La Défenseure des droits rend hommage à M. Samuel Paty

À Samuel Paty

Samuel Paty, professeur d’histoire-géographie de collège, a été lâchement assassiné vendredi 16 octobre 2020, plongeant notre pays dans l’effroi et la stupeur.

Samuel Paty était enseignant. Un enseignant qui instruit des générations entières d’enfants. Qui, d’après leurs témoignages, était passionné et passionnant, drôle, intéressant, qui faisait participer, qui donnait envie d’apprendre. Nous avons tous et toutes été marquées par un professeur. Samuel Paty est l’un d’eux pour de nombreux enfants.

Samuel Paty a été victime d’un acte terroriste islamiste parce qu’il voulait que ses élèves grandissent libres. Il voulait développer leur sens critique, leur permettre de s’élever, de s’interroger, de débattre en développant des arguments. S’exprimer avec des mots. Il a été assassiné parce que l’homme qui tenait le couteau ne supportait pas le principe de liberté, la liberté d’enseigner, de blasphémer, et tout ce qui fonde les valeurs de notre République. Il a été assassiné par un homme pour qui la liberté est un outrage. 

Face à ce drame, je ne peux m’empêcher de penser aux difficultés qu’il devait rencontrer, comme nombre d’enseignants, pour faire face à l’évolution d’une société qui se fracture, qui se replie, qui s’offusque.

Nos enseignants sont en première ligne. Ils ne se dérobent pas, alors même que les conditions d’exercice de leur métier sont de plus en plus difficiles. Ils trouvent le courage d’affronter l’intolérance et tout ce qui sclérose la pensée, l’anéantit jusqu’à la violence. Ils trouvent l’intelligence d’y apporter des réponses, en faisant grandir la pensée par le questionnement, en interrogeant les préjugés par la mise en perspective, en combattant l’ignorance par le savoir.

Les enseignants comme Samuel Paty consacrent leur vie au service public. Le service public de l’école qui garantit à tout enfant le droit d’être instruit, l’accès à l’éducation, les connaissances pour s’épanouir. Ce ne sont pas que des mots. Le service public a du sens. Si ce sens n’est plus partagé, s’il n’est plus défendu, ce sont les fondements même de notre République qui s’en trouvent fragilisés.

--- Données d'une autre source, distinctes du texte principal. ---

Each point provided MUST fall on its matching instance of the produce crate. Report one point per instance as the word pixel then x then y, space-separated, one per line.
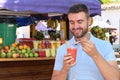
pixel 8 30
pixel 27 41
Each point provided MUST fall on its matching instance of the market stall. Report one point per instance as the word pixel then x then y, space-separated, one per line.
pixel 23 66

Aujourd’hui, l’heure est au deuil, au recueillement et à la peine pour les proches de Samuel Paty, sa famille, ses amis, ses collègues, ses élèves.

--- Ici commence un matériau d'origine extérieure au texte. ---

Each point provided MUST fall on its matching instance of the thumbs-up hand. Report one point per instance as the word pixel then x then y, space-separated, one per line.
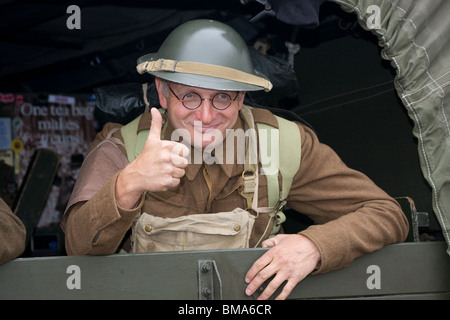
pixel 159 166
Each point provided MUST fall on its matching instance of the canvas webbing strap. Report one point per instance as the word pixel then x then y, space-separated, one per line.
pixel 203 69
pixel 288 155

Demain doit venir le temps d’un sursaut collectif, par le refus des lâchetés, des renoncements et du fatalisme. Il serait irresponsable de pleurer aujourd’hui l’un d’eux en laissant les professeurs seuls demain. Nous devons faire bloc aux côtés de tout le corps enseignant.

Chacun devra y prendre sa part, toute sa part, et je souhaite que notre institution puisse approfondir avec l’Education nationale la connaissance du droit, en continuant à aller dans les écoles, à apprendre le droit et leurs droits aux enfants, à donner aux professeurs et à leurs élèves tous les outils pour renforcer et préserver nos droits.

Et en rappelant toujours au nom de quelles valeurs et de quelle vision de la société nous nous battons car, pour reprendre le mot bouleversant d’Antoine Leiris après les attentats du Bataclan, ils ne doivent pas avoir notre haine. Nos droits sont plus forts que leurs armes. Ce sont dans ce combat nos meilleurs alliés.  

En hommage à Samuel Paty, la Défenseure des droits, ses collaboratrices et collaborateurs, les 520 délégués sur le territoire, toutes et tous expriment leur profonde solidarité, et leur volonté de ne rien céder dans la défense des droits et libertés. 

Claire Hédon, Défenseure des droits.